La metamorfosis de los animales es uno de los espectáculos más fascinantes de la naturaleza que podemos observar en vivo en nuestra casa. Con la llegada de la primavera y las primeras noches tibias, los sapos y las ranas se preparan para aparearse. Es un buen momento para fotografiarlos.

Si hay un estanque, una charca, un arroyo, etc. próximo a donde vivimos, podemos visitarlo diariamente para recoger freza reciente de anfibios y llevar después un control más preciso del proceso de la metamorfosis. Es fácil distinguir la freza de sapo de la de rana en las especies europeas. Las ranas ponen sus huevos en grumos, mientras que los sapos lo hacen en largas tiras. Los tritones, por su parte, ponen los huevos individualmente, con frecuencia adheridos a la parte inferior de las hojas de las plantas acuáticas.

Puesta de sapo. En muchas ocasiones los charcos se secan antes de que los renacuajos tengan tiempo de desarrollarse.

Recogeremos un puñado de freza, algunas algas y lo pondremos todo en un recipiente con agua que puede ser una pecera, pero también una palangana, un plato hondo o un vaso. Lo colocaremos en un lugar donde no reciba mucho sol directo.

Podemos simplemente observar y disfrutar del proceso que transformará esa freza en ranitas o sapitos, pero, generalmente, un naturalista deseará realizar un estudio más profundo y tomar notas del proceso.

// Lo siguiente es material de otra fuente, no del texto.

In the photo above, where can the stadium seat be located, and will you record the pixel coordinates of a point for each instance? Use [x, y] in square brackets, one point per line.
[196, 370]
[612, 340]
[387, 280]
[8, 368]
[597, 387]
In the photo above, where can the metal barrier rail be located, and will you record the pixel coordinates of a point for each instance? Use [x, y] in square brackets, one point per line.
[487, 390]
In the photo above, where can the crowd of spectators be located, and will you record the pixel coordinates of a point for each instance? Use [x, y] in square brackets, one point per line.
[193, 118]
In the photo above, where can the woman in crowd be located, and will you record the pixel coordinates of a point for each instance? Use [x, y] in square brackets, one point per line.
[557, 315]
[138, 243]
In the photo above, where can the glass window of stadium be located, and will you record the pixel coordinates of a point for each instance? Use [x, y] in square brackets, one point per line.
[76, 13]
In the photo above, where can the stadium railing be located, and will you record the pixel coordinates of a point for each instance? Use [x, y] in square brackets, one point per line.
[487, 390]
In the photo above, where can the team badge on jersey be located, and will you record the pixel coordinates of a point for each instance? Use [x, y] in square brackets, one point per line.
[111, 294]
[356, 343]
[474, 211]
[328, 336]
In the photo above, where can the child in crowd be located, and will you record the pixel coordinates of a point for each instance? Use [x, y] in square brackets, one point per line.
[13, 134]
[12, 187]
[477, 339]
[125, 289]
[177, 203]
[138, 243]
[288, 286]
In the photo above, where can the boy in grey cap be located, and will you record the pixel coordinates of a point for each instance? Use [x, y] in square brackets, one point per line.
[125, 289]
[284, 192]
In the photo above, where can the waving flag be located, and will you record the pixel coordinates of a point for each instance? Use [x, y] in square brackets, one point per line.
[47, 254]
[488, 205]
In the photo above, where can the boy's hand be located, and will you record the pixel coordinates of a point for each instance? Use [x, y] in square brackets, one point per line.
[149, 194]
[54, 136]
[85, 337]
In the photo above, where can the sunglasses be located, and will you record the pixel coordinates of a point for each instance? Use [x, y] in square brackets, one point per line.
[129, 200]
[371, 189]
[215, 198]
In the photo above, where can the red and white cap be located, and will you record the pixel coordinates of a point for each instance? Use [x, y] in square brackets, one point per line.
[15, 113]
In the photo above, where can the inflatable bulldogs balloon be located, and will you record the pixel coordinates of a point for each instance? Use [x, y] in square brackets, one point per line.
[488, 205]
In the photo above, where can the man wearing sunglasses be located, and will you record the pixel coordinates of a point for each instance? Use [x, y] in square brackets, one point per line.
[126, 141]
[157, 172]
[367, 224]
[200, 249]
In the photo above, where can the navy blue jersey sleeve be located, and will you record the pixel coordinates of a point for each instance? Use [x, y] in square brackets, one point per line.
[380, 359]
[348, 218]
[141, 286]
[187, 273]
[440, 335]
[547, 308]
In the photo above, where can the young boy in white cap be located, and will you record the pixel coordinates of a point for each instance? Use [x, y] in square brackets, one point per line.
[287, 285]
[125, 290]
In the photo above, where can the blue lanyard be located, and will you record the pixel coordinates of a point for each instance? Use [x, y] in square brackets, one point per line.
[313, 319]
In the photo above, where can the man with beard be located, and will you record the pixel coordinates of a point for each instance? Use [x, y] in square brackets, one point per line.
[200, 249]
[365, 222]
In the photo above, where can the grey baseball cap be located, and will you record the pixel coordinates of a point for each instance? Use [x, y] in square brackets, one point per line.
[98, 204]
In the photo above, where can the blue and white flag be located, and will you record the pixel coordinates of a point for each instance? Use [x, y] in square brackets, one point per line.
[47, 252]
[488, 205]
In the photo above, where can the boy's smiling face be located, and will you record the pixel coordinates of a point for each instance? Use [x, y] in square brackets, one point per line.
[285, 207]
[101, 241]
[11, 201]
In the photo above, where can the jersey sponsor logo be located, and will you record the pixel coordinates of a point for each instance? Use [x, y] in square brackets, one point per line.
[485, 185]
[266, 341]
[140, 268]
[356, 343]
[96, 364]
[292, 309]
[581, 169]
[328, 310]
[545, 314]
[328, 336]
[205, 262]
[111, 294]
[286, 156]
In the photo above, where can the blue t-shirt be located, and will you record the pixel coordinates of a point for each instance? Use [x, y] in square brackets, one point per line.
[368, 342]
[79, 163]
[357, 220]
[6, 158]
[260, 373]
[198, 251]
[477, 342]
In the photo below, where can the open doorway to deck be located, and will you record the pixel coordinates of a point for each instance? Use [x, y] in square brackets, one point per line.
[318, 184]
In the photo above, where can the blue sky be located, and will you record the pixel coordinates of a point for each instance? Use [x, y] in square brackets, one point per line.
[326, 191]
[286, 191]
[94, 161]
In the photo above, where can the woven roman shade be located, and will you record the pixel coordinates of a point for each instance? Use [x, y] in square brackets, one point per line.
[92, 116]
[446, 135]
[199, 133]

Comenzaremos entonces por contar el número de huevos que hemos recogido, y cuántos de ellos llegan a eclosionar. Los que no eclosionan se vuelven grises. Sabremos así el porcentaje de huevos fértiles.

Renacuajo típico de anuro

Dividiremos la puesta en dos recipientes que pondremos en un lugar fresco y otro cálido y tomaremos notas independientes en cada uno de ellos. Así veremos la influencia de la temperatura en el desarrollo de los animales. Si tenemos un par de termómetros podremos llevar un registro más preciso de las temperaturas. Llevaremos también un control de todos los cambios que se producen.

En unos días observaremos que los huevos adquieren forma de coma, pronto su cuerpo de divide en cabeza y cola claramente visibles y salen de la gelatina que envuelve el huevo. En este momento, los renacuajos respiran con branquias externas y aún no se les ha abierto la boca. Cuando se les abre “pastan” las diminutas algas verdes que tapizan las piedras y plantas acuáticas y que se forman de manera natural en las paredes del recipiente si le da un poco el sol.

En breve perderán las branquias externas y comenzarán a respirar por unas internas.

Renacuajo de tritón

A las pocas semanas comienzan a aparecer las patas traseras, los renacuajos ya se han vuelto carnívoros y podemos echar alguna mosca u otro insecto en el agua, o trocitos de carne que hay que cambiar con frecuencia.

Después aparecen las patas traseras, la cola se atrofiará y comienzan a asomarse a respirar oxígeno. Hay que ofrecerles un soporte sólido, como una piedra, para que puedan salir del agua, pero que no pueden saltar fuera del recipiente.

Cuando la metamorfosis se ha completado, lo mejor es devolverlos al lugar donde los recogimos o dejarlos en nuestro estanque, pues proveerles de todo el alimento que necesitan es un trabajo muy difícil.